When government pays people to help censor critics of its policies and talking points, this makes it even more obvious that it’s acting to repress speech and violate the First Amendment.

Thanks to a recent lawsuit against the Biden administration, we have been seeing emails confirming that government officials routinely ask Big Tech to censor this and that.

Now, Just the News reports that government agencies and liberal groups such as Common Cause and the Democratic National Committee worked with a consortium of private groups — the Election Integrity Partnership — during the 2020 election season to target and censor social media posts.

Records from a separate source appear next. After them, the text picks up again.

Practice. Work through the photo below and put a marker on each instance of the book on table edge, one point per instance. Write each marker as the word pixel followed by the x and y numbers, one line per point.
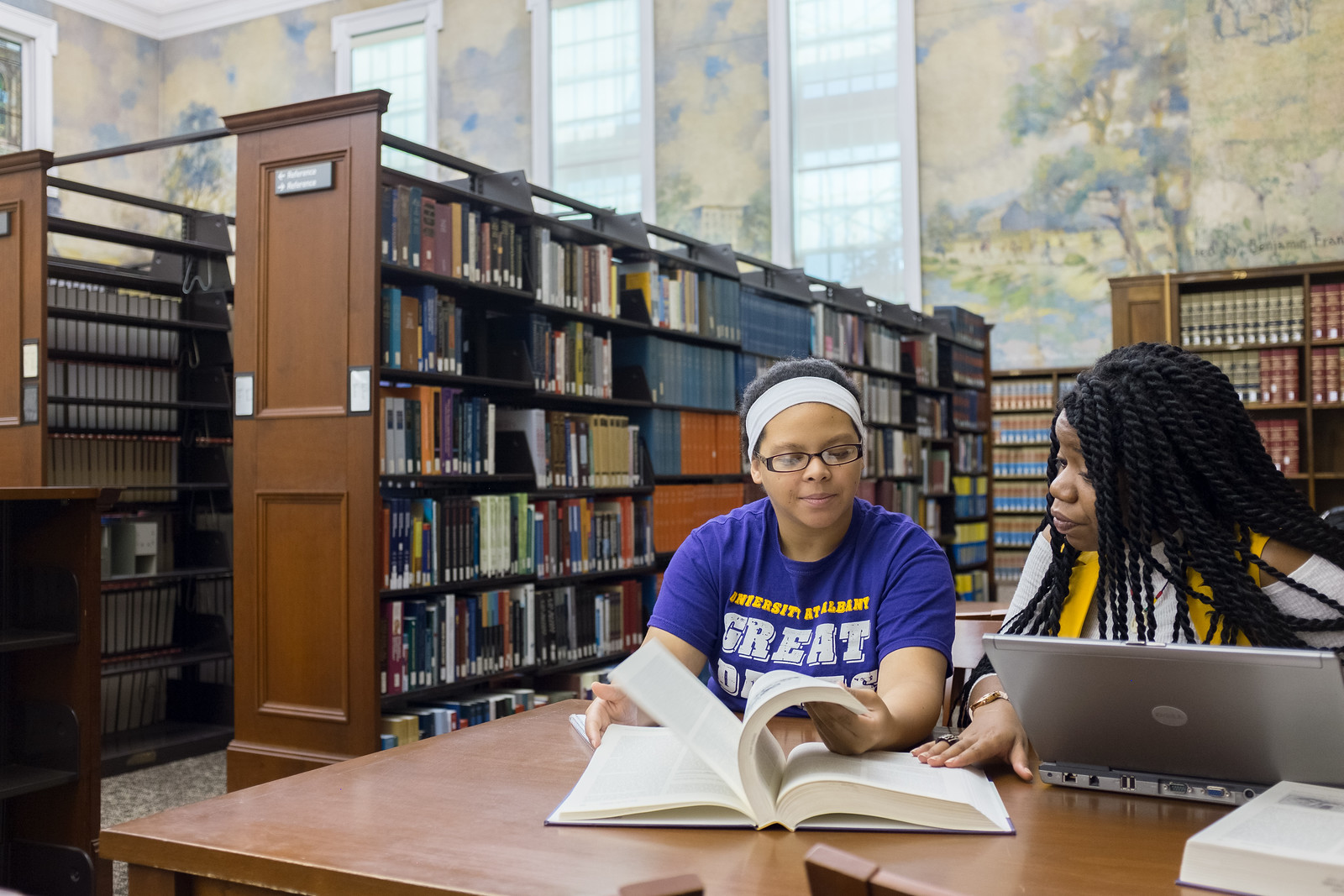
pixel 1289 841
pixel 734 774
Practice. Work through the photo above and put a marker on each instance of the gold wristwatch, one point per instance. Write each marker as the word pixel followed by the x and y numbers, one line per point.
pixel 990 698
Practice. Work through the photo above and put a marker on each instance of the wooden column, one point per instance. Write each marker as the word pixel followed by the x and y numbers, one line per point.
pixel 306 470
pixel 24 312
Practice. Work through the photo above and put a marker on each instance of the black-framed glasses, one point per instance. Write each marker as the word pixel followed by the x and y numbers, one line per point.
pixel 796 461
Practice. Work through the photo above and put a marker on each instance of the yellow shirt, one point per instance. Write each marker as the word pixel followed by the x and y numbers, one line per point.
pixel 1082 587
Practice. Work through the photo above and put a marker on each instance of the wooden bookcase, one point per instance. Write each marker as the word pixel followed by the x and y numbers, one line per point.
pixel 308 434
pixel 121 379
pixel 50 808
pixel 1151 309
pixel 1023 403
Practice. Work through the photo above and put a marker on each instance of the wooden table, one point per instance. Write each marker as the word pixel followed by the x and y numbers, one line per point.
pixel 463 813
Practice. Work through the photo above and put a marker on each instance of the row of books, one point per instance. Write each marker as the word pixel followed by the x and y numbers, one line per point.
pixel 430 430
pixel 1267 316
pixel 965 325
pixel 134 700
pixel 678 510
pixel 969 452
pixel 1021 461
pixel 682 374
pixel 578 450
pixel 568 359
pixel 891 453
pixel 969 407
pixel 421 329
pixel 839 336
pixel 111 383
pixel 1326 375
pixel 972 496
pixel 1284 443
pixel 1021 396
pixel 1327 311
pixel 968 365
pixel 1263 376
pixel 972 586
pixel 114 459
pixel 449 239
pixel 444 638
pixel 882 398
pixel 582 278
pixel 937 470
pixel 671 297
pixel 898 497
pixel 450 539
pixel 971 543
pixel 138 620
pixel 1021 497
pixel 120 338
pixel 773 328
pixel 1015 532
pixel 1008 564
pixel 1032 429
pixel 932 417
pixel 692 443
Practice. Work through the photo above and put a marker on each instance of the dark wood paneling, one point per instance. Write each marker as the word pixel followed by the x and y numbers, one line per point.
pixel 306 479
pixel 302 606
pixel 24 309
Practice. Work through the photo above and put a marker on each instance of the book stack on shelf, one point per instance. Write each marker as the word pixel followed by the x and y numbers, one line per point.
pixel 1023 405
pixel 519 422
pixel 132 362
pixel 1281 352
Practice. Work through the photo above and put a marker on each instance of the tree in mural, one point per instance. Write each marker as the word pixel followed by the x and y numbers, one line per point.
pixel 1120 83
pixel 198 174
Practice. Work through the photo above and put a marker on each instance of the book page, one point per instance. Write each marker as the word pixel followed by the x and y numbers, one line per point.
pixel 759 755
pixel 665 689
pixel 638 770
pixel 890 785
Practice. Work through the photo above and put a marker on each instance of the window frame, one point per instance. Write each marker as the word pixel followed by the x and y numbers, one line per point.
pixel 38 38
pixel 541 174
pixel 347 27
pixel 781 144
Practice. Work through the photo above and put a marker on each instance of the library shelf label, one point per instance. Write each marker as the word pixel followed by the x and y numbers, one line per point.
pixel 304 179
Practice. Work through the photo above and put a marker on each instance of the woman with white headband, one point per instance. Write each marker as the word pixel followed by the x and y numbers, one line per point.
pixel 811 578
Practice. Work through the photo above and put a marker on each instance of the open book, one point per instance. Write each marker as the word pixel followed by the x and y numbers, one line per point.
pixel 1287 841
pixel 703 768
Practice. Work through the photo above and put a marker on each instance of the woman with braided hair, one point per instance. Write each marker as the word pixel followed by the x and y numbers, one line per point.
pixel 1166 520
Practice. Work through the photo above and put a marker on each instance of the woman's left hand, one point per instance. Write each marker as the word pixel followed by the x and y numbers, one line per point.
pixel 844 732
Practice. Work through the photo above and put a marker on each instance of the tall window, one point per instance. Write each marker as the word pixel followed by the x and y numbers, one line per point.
pixel 27 45
pixel 848 134
pixel 394 49
pixel 11 96
pixel 593 113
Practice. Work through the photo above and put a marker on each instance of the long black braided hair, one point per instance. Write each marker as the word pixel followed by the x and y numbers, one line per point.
pixel 1173 454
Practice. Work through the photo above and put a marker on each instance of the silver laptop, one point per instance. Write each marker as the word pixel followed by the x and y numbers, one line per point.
pixel 1189 721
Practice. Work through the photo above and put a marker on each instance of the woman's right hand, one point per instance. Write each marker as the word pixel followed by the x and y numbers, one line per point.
pixel 609 707
pixel 995 732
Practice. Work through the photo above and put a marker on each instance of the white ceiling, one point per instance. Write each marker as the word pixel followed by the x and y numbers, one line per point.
pixel 163 19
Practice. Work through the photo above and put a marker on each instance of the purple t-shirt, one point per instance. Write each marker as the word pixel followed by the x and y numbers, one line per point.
pixel 732 594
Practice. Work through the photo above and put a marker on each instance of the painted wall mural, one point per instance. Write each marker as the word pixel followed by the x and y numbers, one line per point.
pixel 711 123
pixel 1065 143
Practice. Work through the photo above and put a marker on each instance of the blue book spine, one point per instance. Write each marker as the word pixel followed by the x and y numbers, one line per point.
pixel 414 228
pixel 389 224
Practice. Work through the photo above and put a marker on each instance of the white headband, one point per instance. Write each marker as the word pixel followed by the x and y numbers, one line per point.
pixel 800 390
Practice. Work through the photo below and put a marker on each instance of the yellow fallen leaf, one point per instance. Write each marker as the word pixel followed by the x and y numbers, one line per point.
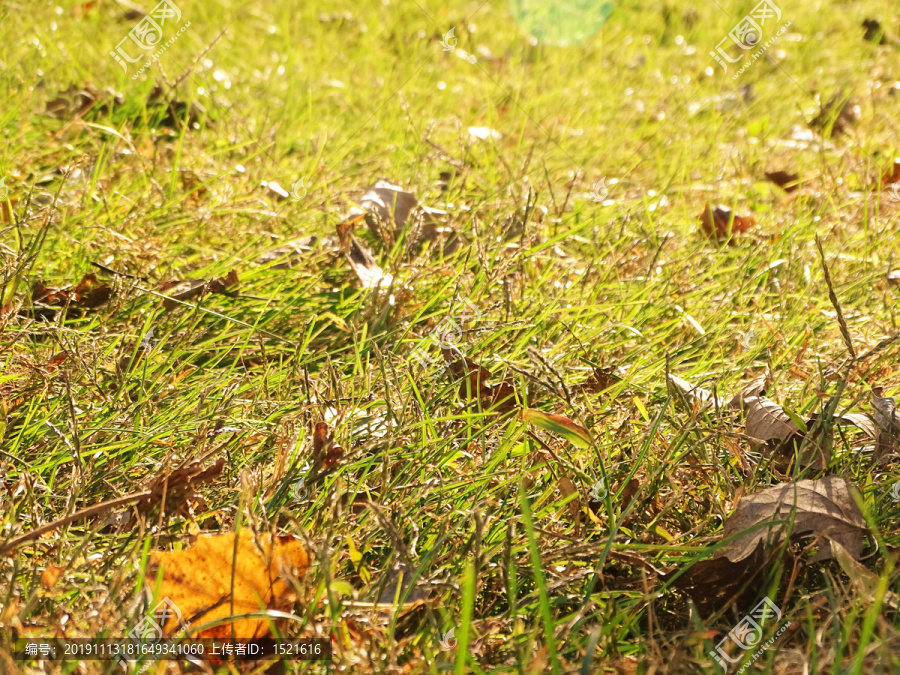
pixel 199 581
pixel 50 576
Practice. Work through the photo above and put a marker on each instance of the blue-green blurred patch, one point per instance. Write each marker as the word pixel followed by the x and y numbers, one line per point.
pixel 561 22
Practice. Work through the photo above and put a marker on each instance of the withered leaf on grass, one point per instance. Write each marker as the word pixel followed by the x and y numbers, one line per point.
pixel 887 422
pixel 179 485
pixel 200 583
pixel 714 582
pixel 290 254
pixel 192 288
pixel 689 395
pixel 559 424
pixel 892 175
pixel 475 386
pixel 89 293
pixel 720 221
pixel 823 508
pixel 789 182
pixel 362 262
pixel 384 204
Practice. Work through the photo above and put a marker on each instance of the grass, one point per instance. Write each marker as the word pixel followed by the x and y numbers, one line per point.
pixel 488 520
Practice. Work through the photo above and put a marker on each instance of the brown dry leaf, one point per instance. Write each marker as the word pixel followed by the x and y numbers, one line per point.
pixel 199 581
pixel 388 203
pixel 51 575
pixel 824 508
pixel 599 380
pixel 192 288
pixel 756 387
pixel 568 488
pixel 838 114
pixel 179 485
pixel 689 395
pixel 715 582
pixel 362 262
pixel 875 32
pixel 720 221
pixel 887 422
pixel 892 175
pixel 789 182
pixel 500 397
pixel 89 293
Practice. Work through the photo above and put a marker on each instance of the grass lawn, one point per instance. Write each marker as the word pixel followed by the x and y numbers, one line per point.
pixel 471 428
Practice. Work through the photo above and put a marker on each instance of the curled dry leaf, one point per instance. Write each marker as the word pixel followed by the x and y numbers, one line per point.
pixel 179 486
pixel 892 175
pixel 192 288
pixel 720 221
pixel 89 293
pixel 219 573
pixel 573 432
pixel 823 508
pixel 474 383
pixel 362 262
pixel 789 182
pixel 887 423
pixel 51 575
pixel 690 396
pixel 385 205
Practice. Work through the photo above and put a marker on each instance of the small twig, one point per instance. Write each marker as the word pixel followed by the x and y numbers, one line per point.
pixel 845 332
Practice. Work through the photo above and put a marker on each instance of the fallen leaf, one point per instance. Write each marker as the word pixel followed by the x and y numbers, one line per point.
pixel 721 221
pixel 689 395
pixel 485 133
pixel 275 190
pixel 362 262
pixel 51 575
pixel 474 383
pixel 875 32
pixel 89 293
pixel 224 576
pixel 892 175
pixel 599 380
pixel 824 508
pixel 789 182
pixel 192 288
pixel 756 387
pixel 290 254
pixel 180 484
pixel 560 425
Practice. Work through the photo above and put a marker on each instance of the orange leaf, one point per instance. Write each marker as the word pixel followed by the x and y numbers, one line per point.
pixel 719 221
pixel 205 582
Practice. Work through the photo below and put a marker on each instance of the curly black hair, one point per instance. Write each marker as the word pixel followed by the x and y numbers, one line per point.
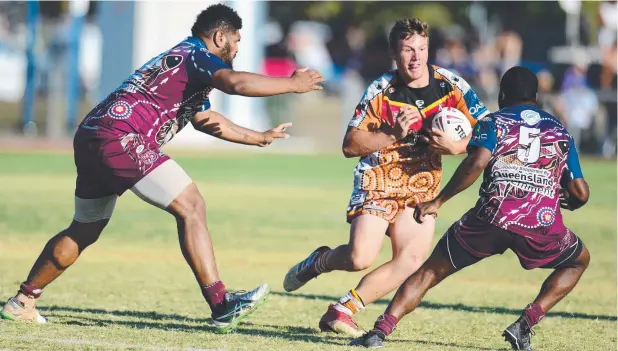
pixel 216 18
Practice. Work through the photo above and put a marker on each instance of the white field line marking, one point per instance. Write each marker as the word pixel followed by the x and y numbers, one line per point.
pixel 104 344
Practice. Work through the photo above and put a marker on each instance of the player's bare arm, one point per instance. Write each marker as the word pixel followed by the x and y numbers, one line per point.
pixel 359 143
pixel 256 85
pixel 575 195
pixel 215 124
pixel 466 174
pixel 442 143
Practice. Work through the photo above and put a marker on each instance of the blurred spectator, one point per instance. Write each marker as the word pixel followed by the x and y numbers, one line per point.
pixel 509 46
pixel 577 75
pixel 454 55
pixel 579 103
pixel 547 100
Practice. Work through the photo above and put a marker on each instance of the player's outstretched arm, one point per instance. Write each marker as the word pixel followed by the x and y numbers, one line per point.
pixel 215 124
pixel 256 85
pixel 358 142
pixel 575 192
pixel 575 195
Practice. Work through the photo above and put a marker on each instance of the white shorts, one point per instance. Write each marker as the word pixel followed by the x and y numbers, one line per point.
pixel 159 188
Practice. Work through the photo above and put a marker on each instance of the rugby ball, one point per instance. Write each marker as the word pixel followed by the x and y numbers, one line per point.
pixel 453 122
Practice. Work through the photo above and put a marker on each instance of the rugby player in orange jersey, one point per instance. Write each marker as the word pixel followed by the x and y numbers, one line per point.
pixel 396 171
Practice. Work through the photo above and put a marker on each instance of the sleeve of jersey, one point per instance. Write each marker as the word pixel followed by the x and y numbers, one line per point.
pixel 573 161
pixel 367 114
pixel 484 135
pixel 202 65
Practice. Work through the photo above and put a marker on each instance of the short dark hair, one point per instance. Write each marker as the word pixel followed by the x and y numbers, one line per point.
pixel 216 18
pixel 519 84
pixel 405 28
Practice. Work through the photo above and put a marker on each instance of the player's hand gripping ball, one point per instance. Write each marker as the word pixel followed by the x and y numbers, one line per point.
pixel 453 122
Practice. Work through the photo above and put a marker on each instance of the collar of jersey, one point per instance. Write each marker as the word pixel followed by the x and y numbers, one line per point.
pixel 196 41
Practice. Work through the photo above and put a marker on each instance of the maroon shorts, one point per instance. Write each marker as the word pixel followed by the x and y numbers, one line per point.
pixel 111 164
pixel 472 239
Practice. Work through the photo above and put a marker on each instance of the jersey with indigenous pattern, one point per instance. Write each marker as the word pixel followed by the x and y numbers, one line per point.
pixel 158 99
pixel 405 172
pixel 531 150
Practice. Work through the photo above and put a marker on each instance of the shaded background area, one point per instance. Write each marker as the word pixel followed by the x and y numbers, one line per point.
pixel 59 58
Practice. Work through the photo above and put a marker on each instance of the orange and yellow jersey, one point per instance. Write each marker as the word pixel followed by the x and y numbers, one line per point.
pixel 406 172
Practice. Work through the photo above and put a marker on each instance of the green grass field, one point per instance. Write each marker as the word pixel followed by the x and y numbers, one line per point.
pixel 133 290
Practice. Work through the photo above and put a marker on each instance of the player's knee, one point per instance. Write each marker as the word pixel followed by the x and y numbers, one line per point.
pixel 85 234
pixel 430 277
pixel 584 259
pixel 409 261
pixel 359 260
pixel 188 206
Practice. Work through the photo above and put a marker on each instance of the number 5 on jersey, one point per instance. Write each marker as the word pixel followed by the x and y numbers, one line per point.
pixel 529 144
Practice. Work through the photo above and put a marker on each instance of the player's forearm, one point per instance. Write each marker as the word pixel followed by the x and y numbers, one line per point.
pixel 462 145
pixel 466 174
pixel 257 85
pixel 360 143
pixel 220 127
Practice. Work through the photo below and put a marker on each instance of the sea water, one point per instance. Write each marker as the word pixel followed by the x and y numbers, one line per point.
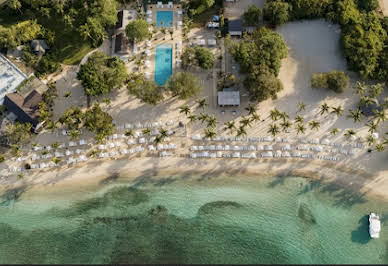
pixel 191 219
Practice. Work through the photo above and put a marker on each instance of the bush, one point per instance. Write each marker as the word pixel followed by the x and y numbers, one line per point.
pixel 102 74
pixel 184 85
pixel 335 80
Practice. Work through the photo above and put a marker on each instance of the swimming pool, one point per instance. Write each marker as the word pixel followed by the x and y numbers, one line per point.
pixel 163 63
pixel 164 18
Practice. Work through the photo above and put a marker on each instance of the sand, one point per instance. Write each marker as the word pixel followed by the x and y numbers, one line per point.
pixel 313 47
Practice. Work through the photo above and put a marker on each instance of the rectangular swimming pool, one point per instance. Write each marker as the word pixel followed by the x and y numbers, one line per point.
pixel 163 63
pixel 164 18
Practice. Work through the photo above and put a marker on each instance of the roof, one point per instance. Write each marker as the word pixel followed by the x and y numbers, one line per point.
pixel 121 43
pixel 228 98
pixel 39 46
pixel 235 25
pixel 26 109
pixel 120 16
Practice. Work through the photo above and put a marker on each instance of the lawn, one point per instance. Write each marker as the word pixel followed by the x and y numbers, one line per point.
pixel 69 47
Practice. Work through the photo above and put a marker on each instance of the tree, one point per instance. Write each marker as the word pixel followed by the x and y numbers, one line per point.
pixel 202 103
pixel 251 109
pixel 273 130
pixel 99 122
pixel 185 85
pixel 301 107
pixel 337 110
pixel 276 12
pixel 229 126
pixel 137 30
pixel 372 127
pixel 184 109
pixel 147 91
pixel 299 119
pixel 300 128
pixel 335 80
pixel 334 131
pixel 350 132
pixel 252 16
pixel 209 133
pixel 102 74
pixel 241 132
pixel 356 115
pixel 324 108
pixel 285 125
pixel 18 133
pixel 314 125
pixel 204 57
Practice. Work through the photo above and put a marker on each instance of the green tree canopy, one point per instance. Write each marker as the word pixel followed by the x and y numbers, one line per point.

The EIP “set up a concierge-like service in 2020 that allowed federal agencies like Homeland’s Cybersecurity Infrastructure Security Agency and State’s Global Engagement Center to file ‘tickets’ requesting that online story links and social media posts be censored or flagged by Big Tech.”

About 35 percent of the many posts EIP flagged in 2020 were sanctioned in some way by Big Tech.

Millions of tax dollars have been funneled to consortium members to fund these efforts to censor “misinformation,” i.e., speech that government officials disapprove of.

The EIP remains active in 2022.

Of course, politically controversial speech is just the kind of speech that the Founders were concerned to protect. Madison and Mason didn’t expect that the ability to publicly debate whether Bach is better than Beethoven or the best way to shingle a roof would ever be in great jeopardy.

This is Common Sense. I’m Paul Jacob.